Win Win (2011)

Win Win

MOVIECUBE — OCTOBER 2013 — ORIGINAL

Small town attorney Mike Flaherty is having a hard time keeping his business afloat. Sharing an office with an equally worn-down accountant Vig, they curse at how much it will cost if they want to have their old, about-to-blow-up-anytime boiler fixed. However, both Mike and Vig have something they can do to escape once in a while—coaching a local high school’s wrestling team. At home, Mike’s tough, outspoken wife Jackie is not aware of her husband’s struggles and tries to take care of their two children the best she can, with profanities coming out of her mouth a little bit too frequently.

Paul Giamatti and Amy Ryan

Alex Shaffer

One of Mike’s clients is an old man slowly sliding into dementia, Leo Poplar.
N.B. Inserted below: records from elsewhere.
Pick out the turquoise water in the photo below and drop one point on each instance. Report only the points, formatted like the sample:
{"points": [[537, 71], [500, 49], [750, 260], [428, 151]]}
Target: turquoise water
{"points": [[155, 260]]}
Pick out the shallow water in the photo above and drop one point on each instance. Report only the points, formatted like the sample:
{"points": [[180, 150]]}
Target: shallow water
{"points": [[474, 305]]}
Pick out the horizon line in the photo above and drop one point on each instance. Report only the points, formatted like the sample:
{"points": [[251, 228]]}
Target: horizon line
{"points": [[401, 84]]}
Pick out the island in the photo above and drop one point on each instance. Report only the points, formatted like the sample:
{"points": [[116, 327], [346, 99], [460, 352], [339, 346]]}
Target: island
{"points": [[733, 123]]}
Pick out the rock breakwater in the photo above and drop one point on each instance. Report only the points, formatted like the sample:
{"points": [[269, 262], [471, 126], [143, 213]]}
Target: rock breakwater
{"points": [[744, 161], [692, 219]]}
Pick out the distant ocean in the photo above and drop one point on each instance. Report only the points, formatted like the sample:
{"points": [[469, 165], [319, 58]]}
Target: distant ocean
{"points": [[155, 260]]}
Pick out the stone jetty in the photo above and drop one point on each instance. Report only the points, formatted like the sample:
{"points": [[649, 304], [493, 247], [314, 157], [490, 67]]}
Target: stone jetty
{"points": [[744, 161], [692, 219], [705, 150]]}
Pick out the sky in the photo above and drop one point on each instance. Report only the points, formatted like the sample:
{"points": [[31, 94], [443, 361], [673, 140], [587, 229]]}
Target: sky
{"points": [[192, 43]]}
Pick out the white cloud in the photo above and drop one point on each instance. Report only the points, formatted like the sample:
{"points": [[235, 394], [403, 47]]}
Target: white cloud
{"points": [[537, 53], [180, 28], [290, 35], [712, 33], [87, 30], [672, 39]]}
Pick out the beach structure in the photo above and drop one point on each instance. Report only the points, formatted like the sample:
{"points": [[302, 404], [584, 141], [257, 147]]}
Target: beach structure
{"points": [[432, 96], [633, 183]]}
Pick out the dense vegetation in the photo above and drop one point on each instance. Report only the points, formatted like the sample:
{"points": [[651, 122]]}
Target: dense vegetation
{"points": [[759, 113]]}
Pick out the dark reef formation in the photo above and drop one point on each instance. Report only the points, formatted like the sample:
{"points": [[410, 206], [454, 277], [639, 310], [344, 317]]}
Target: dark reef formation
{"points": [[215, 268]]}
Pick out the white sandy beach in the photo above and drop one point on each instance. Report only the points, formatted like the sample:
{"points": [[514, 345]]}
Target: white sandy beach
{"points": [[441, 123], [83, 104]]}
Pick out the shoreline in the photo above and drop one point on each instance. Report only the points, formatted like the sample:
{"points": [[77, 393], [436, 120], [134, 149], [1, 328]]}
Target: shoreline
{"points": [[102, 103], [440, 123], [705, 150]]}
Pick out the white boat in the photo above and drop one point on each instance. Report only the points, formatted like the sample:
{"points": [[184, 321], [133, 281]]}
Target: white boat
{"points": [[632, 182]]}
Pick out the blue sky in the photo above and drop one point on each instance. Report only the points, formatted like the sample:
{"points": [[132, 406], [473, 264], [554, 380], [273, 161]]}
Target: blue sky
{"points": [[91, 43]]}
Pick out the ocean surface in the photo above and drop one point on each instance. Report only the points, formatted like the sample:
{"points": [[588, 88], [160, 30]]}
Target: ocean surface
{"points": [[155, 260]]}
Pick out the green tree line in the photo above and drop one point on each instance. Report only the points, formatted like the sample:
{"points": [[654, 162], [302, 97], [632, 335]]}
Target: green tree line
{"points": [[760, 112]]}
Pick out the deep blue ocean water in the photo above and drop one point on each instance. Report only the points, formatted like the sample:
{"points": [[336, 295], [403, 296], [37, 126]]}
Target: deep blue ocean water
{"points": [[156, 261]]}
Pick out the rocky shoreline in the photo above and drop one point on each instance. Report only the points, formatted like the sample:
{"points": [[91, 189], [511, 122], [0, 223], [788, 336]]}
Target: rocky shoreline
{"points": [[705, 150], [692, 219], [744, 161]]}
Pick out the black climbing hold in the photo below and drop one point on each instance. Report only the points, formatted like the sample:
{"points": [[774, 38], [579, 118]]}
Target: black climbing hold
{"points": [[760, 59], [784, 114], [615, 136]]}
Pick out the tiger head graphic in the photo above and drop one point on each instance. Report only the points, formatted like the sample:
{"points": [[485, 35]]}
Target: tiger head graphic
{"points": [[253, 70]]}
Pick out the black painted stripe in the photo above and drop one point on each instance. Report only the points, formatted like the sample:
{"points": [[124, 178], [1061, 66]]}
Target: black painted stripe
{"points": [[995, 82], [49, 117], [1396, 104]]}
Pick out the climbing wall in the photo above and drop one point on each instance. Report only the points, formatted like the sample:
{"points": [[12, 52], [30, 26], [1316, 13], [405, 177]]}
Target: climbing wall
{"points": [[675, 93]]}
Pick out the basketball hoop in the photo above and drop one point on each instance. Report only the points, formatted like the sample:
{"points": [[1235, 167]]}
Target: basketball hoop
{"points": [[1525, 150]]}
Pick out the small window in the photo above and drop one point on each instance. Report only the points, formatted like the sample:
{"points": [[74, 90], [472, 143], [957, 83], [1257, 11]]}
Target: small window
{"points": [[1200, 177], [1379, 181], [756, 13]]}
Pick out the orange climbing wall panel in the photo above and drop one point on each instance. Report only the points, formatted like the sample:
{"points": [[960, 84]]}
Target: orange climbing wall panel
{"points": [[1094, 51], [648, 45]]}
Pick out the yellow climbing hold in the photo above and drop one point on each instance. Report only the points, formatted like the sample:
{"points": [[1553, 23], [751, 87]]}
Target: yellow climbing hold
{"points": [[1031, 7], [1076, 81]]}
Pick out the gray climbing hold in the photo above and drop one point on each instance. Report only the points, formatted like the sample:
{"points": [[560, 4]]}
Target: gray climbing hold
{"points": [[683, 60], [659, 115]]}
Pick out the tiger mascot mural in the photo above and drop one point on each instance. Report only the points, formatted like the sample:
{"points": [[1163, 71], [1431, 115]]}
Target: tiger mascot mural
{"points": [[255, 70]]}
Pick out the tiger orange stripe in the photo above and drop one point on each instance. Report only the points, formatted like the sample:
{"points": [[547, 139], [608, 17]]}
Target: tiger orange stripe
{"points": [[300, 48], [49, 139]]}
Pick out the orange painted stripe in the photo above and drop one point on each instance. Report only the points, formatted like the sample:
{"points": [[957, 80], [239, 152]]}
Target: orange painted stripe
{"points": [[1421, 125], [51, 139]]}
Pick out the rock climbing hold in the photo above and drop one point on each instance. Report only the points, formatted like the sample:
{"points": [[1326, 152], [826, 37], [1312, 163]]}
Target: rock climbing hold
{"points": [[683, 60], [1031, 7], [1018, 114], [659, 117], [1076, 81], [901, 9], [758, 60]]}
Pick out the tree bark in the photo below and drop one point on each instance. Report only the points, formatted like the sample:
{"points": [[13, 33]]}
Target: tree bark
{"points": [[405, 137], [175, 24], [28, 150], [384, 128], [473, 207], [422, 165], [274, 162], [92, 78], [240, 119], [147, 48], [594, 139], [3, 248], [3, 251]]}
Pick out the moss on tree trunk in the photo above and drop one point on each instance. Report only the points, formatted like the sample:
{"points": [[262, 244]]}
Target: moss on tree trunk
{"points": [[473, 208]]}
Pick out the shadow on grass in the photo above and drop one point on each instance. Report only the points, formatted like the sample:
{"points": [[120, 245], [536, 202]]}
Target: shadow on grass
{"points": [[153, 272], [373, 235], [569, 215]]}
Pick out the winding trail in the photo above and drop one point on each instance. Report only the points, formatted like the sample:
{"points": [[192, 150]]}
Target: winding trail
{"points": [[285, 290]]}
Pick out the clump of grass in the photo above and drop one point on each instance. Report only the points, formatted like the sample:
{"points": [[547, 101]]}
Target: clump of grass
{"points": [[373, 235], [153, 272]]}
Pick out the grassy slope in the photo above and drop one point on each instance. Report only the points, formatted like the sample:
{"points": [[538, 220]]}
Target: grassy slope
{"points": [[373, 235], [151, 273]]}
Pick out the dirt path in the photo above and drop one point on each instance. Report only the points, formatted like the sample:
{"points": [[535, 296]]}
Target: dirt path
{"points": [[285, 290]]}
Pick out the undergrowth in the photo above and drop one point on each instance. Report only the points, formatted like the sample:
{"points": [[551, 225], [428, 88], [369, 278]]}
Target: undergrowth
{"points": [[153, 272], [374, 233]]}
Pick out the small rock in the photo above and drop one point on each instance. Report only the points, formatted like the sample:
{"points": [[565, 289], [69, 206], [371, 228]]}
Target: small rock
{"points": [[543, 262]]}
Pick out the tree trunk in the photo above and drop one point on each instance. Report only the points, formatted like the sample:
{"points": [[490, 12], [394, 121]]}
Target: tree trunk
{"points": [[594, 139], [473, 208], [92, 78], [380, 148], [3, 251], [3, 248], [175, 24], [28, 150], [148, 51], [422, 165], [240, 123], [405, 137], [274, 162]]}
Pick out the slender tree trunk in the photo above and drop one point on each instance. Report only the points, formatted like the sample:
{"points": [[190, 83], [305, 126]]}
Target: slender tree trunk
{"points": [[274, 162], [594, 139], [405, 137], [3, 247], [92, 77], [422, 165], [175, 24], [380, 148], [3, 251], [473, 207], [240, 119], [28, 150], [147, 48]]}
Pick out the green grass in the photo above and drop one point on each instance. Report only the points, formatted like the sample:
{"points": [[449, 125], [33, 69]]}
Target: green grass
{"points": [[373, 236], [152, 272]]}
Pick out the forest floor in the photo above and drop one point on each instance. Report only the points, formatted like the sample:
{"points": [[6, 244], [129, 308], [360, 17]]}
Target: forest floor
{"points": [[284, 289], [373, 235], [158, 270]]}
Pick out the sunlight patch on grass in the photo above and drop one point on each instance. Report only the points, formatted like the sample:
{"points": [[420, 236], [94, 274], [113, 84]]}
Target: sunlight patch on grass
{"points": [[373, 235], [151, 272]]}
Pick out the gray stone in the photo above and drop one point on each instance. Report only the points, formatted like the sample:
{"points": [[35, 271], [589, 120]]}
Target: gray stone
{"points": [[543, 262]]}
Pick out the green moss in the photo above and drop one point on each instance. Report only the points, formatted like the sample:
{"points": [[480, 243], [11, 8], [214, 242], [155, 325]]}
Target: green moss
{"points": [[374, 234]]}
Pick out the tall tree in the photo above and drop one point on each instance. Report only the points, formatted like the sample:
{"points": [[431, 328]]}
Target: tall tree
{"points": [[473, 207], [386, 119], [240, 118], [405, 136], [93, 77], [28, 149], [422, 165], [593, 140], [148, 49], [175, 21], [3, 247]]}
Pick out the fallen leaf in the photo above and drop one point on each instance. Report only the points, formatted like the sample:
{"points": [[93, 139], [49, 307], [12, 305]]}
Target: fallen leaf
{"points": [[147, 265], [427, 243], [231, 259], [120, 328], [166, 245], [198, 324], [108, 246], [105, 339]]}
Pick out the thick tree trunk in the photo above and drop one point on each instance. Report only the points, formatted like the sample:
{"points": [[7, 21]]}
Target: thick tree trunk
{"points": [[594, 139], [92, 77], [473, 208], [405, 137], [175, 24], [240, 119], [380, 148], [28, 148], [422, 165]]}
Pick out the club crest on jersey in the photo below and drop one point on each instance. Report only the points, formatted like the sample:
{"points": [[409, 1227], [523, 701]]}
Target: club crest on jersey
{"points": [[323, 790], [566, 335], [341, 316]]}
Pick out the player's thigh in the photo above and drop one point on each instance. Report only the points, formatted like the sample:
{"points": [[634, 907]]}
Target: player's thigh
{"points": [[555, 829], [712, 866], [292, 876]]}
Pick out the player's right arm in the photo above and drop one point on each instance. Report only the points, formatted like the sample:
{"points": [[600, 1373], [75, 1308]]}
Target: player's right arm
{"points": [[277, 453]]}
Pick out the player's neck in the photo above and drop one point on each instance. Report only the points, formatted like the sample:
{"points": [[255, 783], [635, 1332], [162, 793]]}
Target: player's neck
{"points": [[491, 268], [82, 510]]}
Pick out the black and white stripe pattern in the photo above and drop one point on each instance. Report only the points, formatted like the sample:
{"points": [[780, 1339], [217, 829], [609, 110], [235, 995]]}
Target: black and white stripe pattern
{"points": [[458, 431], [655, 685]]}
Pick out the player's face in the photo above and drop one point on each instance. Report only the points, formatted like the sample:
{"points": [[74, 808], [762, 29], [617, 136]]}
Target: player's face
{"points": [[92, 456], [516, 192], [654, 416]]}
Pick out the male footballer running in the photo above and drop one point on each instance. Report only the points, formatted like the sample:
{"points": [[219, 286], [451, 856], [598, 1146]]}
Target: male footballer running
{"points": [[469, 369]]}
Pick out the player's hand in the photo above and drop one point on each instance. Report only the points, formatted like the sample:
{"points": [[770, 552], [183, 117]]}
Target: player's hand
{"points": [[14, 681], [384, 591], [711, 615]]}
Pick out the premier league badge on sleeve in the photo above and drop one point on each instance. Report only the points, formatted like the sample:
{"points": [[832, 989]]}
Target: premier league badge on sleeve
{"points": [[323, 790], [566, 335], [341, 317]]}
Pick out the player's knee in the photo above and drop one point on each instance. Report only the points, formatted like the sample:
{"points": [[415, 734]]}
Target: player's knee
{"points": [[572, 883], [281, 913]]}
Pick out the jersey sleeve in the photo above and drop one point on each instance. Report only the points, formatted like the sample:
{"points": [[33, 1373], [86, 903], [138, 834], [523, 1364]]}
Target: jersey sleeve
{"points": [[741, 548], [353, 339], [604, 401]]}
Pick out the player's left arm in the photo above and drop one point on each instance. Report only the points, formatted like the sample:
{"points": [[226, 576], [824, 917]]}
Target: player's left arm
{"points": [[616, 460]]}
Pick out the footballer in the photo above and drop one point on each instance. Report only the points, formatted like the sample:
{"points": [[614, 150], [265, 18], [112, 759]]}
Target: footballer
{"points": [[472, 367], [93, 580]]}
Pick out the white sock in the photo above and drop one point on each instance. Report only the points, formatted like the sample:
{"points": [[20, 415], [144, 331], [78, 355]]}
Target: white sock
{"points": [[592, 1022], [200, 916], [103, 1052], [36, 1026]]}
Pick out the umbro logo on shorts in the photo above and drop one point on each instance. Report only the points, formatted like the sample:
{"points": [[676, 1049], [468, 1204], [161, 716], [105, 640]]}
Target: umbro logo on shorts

Leo wishes to stay in his house, yet the state needs him to have a guardian in order to do so. The thing is, Leo is loaded. A guardian will get a monthly stipend of $1,500, and Mike sure can use the money. Perhaps benefiting from a good reputation and practicing law in a small town, the judge then lets Mike act as Leo’s guardian. In comes Kyle Timmons, Leo’s teenage grandson who he has never met. Though Mike is a bit apprehensive at first, Kyle turns out to be a more-than-okay wrestler, a champion he desperately needs to put his team’s losing streak to an end.

Win Win

Paul Giamatti and Alex Shaffer

Director Thomas McCarthy used to wrestle in high school himself. He and his childhood friend and fellow teammate Joe Tiboni both sucked, though. Yet this doesn’t stop them from spending years mulling over the idea of making a movie based on high school wrestling, and it results in a simple, down-to-earth yet truly memorable dramedy Win Win, and the film sure benefits from its modesty. There are conflicts, there are dramatic turns, there are amusing characters, but nothing is overstated, and we are no less invested in the story. But of course to get invested in the story, everything starts with the characters.

Win Win

Win Win

Win Win

It might be predictable to see Paul Giamatti in this kind of role, an everyman struggling to make ends meet and eventually resorting into something a little less honorable. But there’s no denying that he does suit the role, and he speaks to you in a personal, relatable way. Jeffrey Tambor and Bobby Cannavale are excellent comic accompaniments, forming a likeable loser trio with Giamatti’s Mike. However, in the center is newcomer Alex Shaffer, who was a successful wrestler himself (until an accident later ruined his wrestling career), then 17 years old.

Win Win

Without any acting experience to back him up, Shaffer wowed the filmmakers enough to give him the job. And yes it proves that sometimes it’s not solely about acting, but more about persona. There is still something lacking about Shaffer’s performance, but the audience doesn’t really mind, because the guy is charming, he’s trustable. One of the most refreshing things about this film is actually how Kyle’s character is so kind, so genuine. In a way, he’s just like any other ordinary teenagers—he’s laconic, he runs away from home, he smokes. But he is not rebellious in an obnoxious way, he doesn’t loudly seek attention like most teenage movie roles do. On the contrary, he’s just… nice. And it’s refreshing to see nice once in a while.

Alex Shaffer

Some people probably think that the whole film is too sweet, and—like Kyle’s character—too nice. But that’s what I find so charming about it, the fact that it is nice, simple and humanist without being saccharine.

Win Win

Note: Karamel Kinema’s first pick for this month’s MovieCube and mine has a couple of things in common other than their theme—both were released in 2011 and perfectly closed with songs by The National. Hers is About Today while mine is Think You Can Wait.